Titanium‒Nickel Dual Active Sites Enabled Reversible Hydrogen Storage of Magnesium at 180 °C with Exceptional Cycle Stability

Abstract

Enhancing hydrogenation and dehydrogenation (de/hydrogenation) kinetics without compromising cycle stability is a major challenge for Mg-based hydrogen storage materials (Mg/MgH₂). The de/hydrogenation reactions of Mg/MgH₂ are one of the gas–solid reactions involving hydrogen adsorption, dissociation, diffusion, and nucleation, which often results in the catalysts being unable to simultaneously accelerate these distinct kinetic processes.
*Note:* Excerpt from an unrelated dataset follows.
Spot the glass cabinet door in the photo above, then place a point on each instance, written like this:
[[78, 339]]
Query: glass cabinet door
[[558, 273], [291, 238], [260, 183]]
Here, the Mg₂Ni@Ti─MgO catalyst with dual active sites is reported to be designed to address this issue. The stabilization of Ti²⁺ and Ti³⁺ valence states in the MgO lattice simultaneously accelerates hydrogen adsorption and dissociation. Additionally, Mg₂Ni serves as a hydrogen diffusion and nucleation center, synergistically enhancing de/hydrogenation reactions. Consequently, it enables MgH₂ to release 5.28 wt.% H₂ in 2 min at 280 °C, and achieves 1.96 wt.% H₂ of hydrogen release in 60 min at 180 °C. The Mg₂Ni@Ti─MgO catalyst exhibits remarkable chemical stability at the interfacial structure, minimizing structural and chemical degradation impact, and realizing excellent de/hydrogenation performance over 1000 cycles. These results provide a new methodology for optimizing multiple kinetic steps, attaining highly efficient and stable de/hydrogenation reactions.